Eyes closed, Mama squeezes Ella’s hand. Ella knows she should be thankful, but she can’t get herself all the way there, because she knows the only reason Mama’s squeezing her hand is because she knows Ella needs sometimes to feel useful.
“Have you ever been to a rodeo?” Kev asks. There’s quiet eagerness in his voice the next visit, a thin, fast-moving river. “You know. Horses, bulls?”
“No,” Ella manages behind her smirk. It’s good to see Kev animated like this. For a time, after his stint in solitary, he didn’t say much. Some visits, he said nothing, and it was always a tiny miracle that he took her visits to begin with. He could just as easily have refused. Or been denied.
“They had rodeos at the prison where I was held before they transferred me up here.” As he speaks, he does not look at Ella; he seems to look everywhere else, at the COs who walk alone or in pairs throughout the visiting room or along the hallways seen through the smudged glass of the entrance and exit doors or at the dust motes that, to Ella, would occasionally swirl to mimic the features of someone’s face, a loved one’s, an enemy’s, a passing stranger’s. “You know how it is down there. They couldn’t do it to slaves anymore, so they put collars around our necks and did it to us. Field niggas. Just hoein’ away. Pretty much picking cotton.” At her knee. “The sheriffs sit on horses with their shotguns at their shoulder.” At the floor. “The Passage.” Out the window. “And you got a lotta niggas locked up for petty shit. Larceny, that sort of thing. Property crimes.” At her. “They called it Angola. In case you forgot it all comes back to Africa.” Which makes Ella breathe a nervous chuckle.
Underneath the table, Kev shifts one of his pant legs up, touches the skin of his ankle to the skin of Ella’s.

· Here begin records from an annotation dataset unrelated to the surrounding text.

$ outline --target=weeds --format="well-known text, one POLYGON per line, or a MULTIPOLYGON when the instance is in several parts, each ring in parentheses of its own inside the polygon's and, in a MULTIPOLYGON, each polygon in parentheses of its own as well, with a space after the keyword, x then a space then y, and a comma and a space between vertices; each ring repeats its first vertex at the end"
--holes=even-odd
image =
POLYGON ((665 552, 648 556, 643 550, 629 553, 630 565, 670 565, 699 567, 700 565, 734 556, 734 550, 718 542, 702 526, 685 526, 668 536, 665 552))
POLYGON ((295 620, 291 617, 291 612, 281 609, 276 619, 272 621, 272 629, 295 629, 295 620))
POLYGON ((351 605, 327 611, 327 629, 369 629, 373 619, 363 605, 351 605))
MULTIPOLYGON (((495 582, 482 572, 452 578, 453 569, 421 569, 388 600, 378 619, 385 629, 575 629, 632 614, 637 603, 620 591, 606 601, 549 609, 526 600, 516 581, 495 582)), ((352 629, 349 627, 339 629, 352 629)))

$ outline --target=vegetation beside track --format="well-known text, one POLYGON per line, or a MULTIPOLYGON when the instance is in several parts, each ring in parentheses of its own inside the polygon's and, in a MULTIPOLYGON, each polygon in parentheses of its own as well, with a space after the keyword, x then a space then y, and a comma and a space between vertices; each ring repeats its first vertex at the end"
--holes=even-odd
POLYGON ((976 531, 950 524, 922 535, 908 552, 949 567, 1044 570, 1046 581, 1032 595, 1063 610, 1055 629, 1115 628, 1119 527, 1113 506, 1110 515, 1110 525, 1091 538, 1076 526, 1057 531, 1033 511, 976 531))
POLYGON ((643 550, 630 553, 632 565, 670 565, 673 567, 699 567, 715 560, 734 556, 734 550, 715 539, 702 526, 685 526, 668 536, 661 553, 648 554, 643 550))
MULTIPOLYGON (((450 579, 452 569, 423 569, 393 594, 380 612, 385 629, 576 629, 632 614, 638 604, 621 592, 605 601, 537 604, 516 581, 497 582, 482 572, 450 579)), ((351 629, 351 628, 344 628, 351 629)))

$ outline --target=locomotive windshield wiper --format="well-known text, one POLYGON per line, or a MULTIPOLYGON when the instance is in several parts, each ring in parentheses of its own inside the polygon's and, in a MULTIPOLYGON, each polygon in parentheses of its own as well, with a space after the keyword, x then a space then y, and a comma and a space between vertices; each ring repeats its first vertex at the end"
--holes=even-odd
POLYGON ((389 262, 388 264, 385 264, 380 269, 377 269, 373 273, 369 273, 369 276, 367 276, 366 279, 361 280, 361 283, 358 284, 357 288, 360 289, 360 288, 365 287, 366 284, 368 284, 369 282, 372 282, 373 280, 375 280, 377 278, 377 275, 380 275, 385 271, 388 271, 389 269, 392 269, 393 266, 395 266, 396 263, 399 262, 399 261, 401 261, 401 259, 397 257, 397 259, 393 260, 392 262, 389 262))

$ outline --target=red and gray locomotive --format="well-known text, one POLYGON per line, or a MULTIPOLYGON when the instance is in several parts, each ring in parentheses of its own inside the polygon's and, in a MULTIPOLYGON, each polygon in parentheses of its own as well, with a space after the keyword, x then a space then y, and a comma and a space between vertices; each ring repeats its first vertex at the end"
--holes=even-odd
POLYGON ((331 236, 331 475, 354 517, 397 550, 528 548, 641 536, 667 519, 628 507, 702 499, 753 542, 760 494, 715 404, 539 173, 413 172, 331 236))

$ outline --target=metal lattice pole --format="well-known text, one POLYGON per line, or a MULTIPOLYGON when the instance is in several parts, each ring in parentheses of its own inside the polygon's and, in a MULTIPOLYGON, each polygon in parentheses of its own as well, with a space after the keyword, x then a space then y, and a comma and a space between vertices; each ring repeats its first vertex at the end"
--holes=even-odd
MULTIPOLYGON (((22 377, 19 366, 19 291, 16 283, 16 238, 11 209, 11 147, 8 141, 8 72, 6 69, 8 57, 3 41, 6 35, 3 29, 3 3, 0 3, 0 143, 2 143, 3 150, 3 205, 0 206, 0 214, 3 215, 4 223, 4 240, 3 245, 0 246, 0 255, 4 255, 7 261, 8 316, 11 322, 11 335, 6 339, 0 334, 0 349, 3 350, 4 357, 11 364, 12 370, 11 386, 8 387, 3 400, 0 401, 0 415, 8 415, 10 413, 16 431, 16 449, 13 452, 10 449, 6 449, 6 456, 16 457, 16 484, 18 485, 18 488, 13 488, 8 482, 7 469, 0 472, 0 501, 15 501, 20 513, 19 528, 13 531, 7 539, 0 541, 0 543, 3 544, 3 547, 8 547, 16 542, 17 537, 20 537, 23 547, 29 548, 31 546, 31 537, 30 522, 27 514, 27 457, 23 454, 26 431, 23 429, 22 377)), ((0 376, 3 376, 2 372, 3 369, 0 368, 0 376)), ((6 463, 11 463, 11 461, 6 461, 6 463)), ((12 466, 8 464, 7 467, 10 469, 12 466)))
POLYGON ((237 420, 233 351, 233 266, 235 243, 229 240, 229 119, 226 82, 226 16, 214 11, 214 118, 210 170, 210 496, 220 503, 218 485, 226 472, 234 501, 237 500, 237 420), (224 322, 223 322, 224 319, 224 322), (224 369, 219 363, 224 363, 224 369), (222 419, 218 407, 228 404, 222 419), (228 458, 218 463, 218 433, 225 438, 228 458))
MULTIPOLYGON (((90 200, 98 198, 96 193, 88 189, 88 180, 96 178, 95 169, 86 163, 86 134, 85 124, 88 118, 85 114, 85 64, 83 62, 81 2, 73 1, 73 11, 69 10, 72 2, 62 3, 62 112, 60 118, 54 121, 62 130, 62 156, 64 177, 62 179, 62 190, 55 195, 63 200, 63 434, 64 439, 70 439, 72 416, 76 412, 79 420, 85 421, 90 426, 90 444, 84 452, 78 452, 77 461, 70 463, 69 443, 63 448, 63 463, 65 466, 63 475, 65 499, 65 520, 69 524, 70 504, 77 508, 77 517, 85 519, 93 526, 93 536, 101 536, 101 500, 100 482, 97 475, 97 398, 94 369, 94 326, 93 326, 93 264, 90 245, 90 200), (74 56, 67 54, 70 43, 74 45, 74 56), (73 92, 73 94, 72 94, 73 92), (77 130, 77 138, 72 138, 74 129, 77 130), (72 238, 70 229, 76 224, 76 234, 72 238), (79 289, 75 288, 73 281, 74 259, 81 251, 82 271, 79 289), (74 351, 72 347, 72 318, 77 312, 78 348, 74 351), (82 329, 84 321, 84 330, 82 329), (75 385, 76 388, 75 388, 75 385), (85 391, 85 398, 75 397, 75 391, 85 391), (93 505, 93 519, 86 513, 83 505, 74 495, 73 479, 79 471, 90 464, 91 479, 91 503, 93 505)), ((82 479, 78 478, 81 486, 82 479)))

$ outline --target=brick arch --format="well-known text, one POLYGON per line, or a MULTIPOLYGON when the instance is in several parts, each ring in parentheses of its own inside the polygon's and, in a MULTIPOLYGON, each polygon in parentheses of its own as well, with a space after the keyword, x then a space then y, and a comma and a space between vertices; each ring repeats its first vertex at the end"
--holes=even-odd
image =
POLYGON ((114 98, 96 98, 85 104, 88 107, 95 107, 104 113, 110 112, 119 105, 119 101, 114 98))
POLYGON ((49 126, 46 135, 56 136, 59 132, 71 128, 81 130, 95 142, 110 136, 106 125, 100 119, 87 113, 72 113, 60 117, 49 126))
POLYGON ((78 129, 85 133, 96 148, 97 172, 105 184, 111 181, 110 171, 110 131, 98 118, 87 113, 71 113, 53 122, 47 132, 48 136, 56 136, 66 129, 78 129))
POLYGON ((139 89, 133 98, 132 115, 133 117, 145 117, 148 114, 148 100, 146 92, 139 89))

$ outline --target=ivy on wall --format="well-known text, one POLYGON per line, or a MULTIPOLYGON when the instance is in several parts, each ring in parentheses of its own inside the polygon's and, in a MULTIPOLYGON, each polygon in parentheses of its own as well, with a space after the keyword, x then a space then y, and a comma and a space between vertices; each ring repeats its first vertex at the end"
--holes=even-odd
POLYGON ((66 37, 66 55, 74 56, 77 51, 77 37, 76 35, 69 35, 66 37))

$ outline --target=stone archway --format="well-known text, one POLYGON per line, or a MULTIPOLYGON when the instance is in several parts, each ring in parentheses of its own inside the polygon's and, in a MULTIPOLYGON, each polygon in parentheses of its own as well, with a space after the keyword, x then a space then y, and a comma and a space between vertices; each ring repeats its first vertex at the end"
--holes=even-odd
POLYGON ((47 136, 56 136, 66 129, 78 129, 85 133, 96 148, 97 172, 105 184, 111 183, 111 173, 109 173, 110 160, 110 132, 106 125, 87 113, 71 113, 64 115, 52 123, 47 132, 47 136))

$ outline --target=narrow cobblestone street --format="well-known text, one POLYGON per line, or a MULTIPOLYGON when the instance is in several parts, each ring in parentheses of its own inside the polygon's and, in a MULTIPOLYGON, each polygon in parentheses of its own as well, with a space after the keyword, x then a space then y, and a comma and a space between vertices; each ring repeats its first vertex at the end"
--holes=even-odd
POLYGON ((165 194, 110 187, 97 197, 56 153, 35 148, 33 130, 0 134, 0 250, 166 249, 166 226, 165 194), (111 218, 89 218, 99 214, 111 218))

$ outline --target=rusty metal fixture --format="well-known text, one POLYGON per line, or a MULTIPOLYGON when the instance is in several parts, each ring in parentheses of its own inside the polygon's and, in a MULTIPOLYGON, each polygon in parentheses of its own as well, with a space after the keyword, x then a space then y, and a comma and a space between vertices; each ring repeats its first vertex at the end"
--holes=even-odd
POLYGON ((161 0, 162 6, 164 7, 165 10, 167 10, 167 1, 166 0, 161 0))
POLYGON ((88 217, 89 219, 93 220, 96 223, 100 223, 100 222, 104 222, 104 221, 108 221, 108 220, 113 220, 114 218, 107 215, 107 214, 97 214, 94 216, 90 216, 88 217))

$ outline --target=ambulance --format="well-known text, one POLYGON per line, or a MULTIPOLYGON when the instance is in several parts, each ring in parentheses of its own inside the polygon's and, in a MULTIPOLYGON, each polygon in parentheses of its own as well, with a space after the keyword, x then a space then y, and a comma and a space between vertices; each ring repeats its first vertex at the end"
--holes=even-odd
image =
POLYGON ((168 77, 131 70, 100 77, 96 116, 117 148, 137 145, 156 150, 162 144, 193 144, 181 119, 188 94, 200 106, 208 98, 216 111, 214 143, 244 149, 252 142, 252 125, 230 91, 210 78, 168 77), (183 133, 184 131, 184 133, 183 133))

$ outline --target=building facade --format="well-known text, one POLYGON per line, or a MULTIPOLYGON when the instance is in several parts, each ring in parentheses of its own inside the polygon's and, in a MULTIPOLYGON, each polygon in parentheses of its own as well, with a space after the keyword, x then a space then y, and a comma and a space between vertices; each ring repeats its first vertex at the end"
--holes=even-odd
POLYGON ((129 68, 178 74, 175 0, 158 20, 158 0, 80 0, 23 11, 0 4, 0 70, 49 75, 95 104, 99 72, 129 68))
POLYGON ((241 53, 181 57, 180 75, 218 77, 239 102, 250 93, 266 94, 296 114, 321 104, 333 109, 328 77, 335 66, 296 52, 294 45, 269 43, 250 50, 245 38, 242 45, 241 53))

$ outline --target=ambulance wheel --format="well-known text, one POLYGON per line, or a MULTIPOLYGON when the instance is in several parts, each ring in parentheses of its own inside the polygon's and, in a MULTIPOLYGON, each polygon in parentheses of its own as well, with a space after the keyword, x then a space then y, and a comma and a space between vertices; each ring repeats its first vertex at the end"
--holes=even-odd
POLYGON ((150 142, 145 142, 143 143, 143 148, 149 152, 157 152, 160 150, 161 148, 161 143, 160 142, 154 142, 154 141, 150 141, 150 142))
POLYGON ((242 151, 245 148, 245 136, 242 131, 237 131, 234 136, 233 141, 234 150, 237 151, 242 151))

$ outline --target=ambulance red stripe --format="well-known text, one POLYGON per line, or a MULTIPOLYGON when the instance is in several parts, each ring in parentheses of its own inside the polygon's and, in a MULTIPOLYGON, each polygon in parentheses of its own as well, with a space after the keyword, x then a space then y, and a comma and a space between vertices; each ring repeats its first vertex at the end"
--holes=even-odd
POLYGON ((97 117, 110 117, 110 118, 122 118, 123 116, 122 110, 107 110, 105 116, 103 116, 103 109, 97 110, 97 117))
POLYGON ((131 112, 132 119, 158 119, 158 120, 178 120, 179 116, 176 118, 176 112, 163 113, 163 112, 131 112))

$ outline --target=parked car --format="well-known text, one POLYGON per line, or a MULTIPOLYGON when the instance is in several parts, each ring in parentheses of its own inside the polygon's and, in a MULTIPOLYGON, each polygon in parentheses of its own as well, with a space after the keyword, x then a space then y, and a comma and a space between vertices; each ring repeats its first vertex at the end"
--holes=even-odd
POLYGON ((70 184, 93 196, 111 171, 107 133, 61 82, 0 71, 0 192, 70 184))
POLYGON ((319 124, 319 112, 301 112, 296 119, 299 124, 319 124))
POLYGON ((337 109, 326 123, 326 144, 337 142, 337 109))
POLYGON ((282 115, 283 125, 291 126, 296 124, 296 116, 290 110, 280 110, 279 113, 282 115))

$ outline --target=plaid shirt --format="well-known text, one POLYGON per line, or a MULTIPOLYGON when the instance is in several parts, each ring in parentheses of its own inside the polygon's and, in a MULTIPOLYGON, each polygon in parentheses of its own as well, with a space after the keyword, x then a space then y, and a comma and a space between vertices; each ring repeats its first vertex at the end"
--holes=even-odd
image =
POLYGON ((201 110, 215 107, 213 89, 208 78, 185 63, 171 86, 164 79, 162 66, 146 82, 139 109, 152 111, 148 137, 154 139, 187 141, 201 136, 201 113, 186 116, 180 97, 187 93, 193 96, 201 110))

Ella does not have to close her eyes to see what Kev sees; the vision, the memories, the past as he remembers it, all of it bleeds slowly then with increasing volume into Ella’s brain, as though a cord were connecting his mind to hers. It begins with sights: children dressed in Polo shirts and jeans and dresses with golden and brown and black hair, smiling or frowning or laughing with their blue, green, brown, black, morning-colored eyes in the front row of the stadium; the striped prison uniform; the black and white of one prisoner’s shirt as he stoops down, nappy hair shorn close to his skull, and pulls out a handful of identical shirts, stripes spraying in all directions, patterning him and the ground around him; other prisoners, elderly ones aged too quickly by what prison does to a person, their striped shirts tucked into stone-washed blue jeans, which are, in turn, tucked into knee-high leather boots. Then the sounds: the shimmering of a melody from the merry-go-round on the prison grounds, the hum of chatter between the incarcerated selling wares they had crafted in their workshops, magical and shining things, and the free folk who hold up those glimmering belt buckles to the light or who turn over the intricately detailed wood carvings in their fingers or who marvel at the necklace of beads held together by near-invisible thread, the creaking of a metal fence on which leans the chest of an inmate, her arms and tattooed hands dangling over, one of them bandaged and wrapped in gauze up past the wrist. Then the smells: the bull shit in the holding pens, the sweat-stink of prisoners unable to ask the air to press moisture into the skin, God unwilling to answer that prayer, sitting or standing motionless in their cages in the thick wool of their striped gowns and striped shirts; the perfume wafting off the girl whose long blond hair comes down in smooth threads to the small of her back, her face shaded by a large black cowboy hat, a black button-down shirt clinging to a shapely frame, tucked into tight jeans that raise her ass as she walks. Miss Rodeo Louisiana, making the rounds, waving to the families in the stands, waltzing past the cages that hold prisoners rendered hideous by the climate and their captivity.